The Night Circus (2011) by Erin Morgenstern
Fantastical, exciting and fittingly enchanting, Erin Morgenstern's much-talked-about debut The Night Circus isn't great literature - but it IS, without a doubt, very good fun. The plot is difficult to summarise briefly, as it involves numerous different strands, but in the main it revolves around the rivalry between two great 19th-century magicians - Prospero the Enchanter and 'the man in the grey suit', also known as 'Mr A. H–', whose name eludes both pronunciation and memory. Both men vow to train apprentices who will be schooled in magic and ultimately pitted against each other in a long-running challenge which will dominate their lives. Prospero chooses his daughter, Celia; the nameless man chooses a nameless, orphaned boy, who eventually decides to call himself Marco. When the two are teenagers, their battleground, a mysterious and magical travelling circus which only opens at night, is chosen. But of course, there has to be a hitch, and in this case it's that Celia and Marco begin to fall in love with one another as soon as they meet.
There are similarities between this book and Susanna Clarke's Jonathan Strange & Mr Norrell, one of my all-time favourites, and while The Night Circus is nowhere near as cerebral, it has a similar genuinely magical quality. The use of magic is integral to almost everything that happens, yet it's presented in a completely believable manner. The story is told mainly in short, snappy chapters which constantly switch between times and places. In addition to the main plotline, there's the story of the formation of the circus itself; the tale of Bailey, who, after being dared to enter the circus as a child, develops an enduring obsession with it and with a girl who is part of the troupe of performers; and the story of Herr Thiessen, who creates a magical clock for the circus, and goes on to become the leader of the 'Rêveurs', a kind of night circus fanclub. Meanwhile, the large and varied group of performers and artists involved in creating the circus become drawn in to the feud between Prospero and the nameless man - even after Prospero's apparent death. There's more besides, and almost too many main characters to mention; this is a rich, varied narrative which touches on a number of lives, rather than confining itself solely to a tale of magic or a love story.

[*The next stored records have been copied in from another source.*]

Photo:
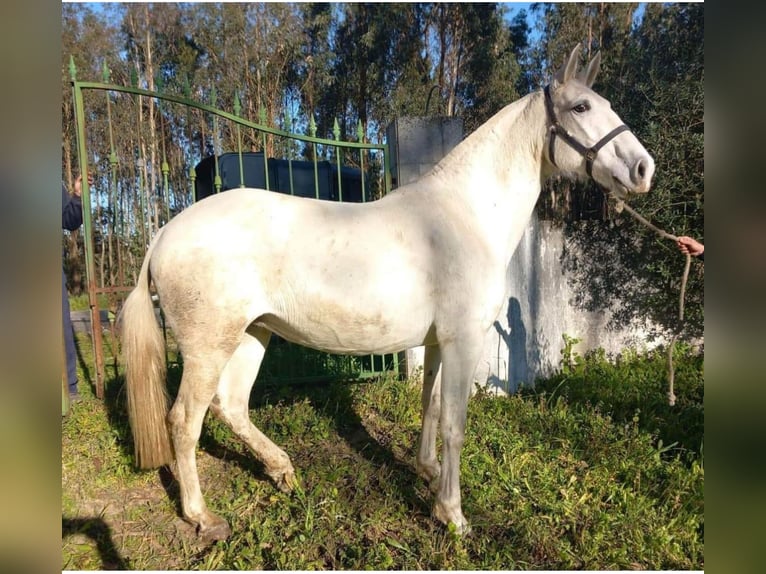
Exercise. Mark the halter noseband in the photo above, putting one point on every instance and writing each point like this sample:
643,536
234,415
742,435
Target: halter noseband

With all the hype around this book, it's almost impossible to read it without imagining that it was written, or at least published, with an eventual film adaptation in mind. With endless wondrous sights around the circus and all the incredible magical feats performed by the characters, it would certainly make for a real visual spectacle, and the romance at the book's heart is bound to be a big draw for many. When I first started hearing about this book, there were some comparisons to Twilight, which I'm relieved to say are inaccurate - I'm not actually sure where anyone got the idea that the two are similar. Harry Potter fans, meanwhile, will probably appreciate the 'Power Trio' dynamic between the older Bailey, Poppet and Widget, as well as the more obvious elements of magic. I was pleased to find that the romance doesn't dominate the story anywhere near as much as I expected; a few of the scenes between Celia and Marco are a little corny, but nothing inexcusable.
Overall, it's well-written; although personally I would have preferred a little more detail and longer chapters without so much jumping around, there's something quite beautiful, and certainly very inventive, about the way Morgenstern describes breathtaking demonstrations of magic with minimal prose. (On the other hand, the style handily side-steps any need to explain how this magic works or even where it came from.) Oddly, the word 'likely' is used in place of 'probably' with irritating frequency, but nothing else about the writing struck me as anything less than accomplished. The author's skill lies mainly in world-building, and you often get the feeling she lacks confidence in her characters, creating beautiful settings for them to interact in rather than fleshing them out. Not that this is necessarily a bad thing; as imaginary worlds go, the altered reality of The Night Circus is a charming, seductive one.
This is an indulgent, escapist book - it's not wildly adventurous, dramatic, or particularly meaningful, and some may find it dull due to the lack of action. It's a story you could curl up with and lose yourself in, and though I never quite got to the point where I couldn't tear myself away from it, I did feel rather sad when it was all over. I think the characters are too lightly drawn to inspire real devotion from the reader, but the world surrounding them is skilfully created an astonishingly effective. It's the sights and sounds of the circus's myriad tents that have stuck in my head even as the characters have begun to fade. Perhaps the hype surrounding this book has been a little over-zealous; it's not perfect, and I can't imagine enough readers falling in love with the characters for it to become a real phenomenon. But it's a solid debut, and the carefully detailed world it conjures up has ensured my interest in Morgenstern's future work.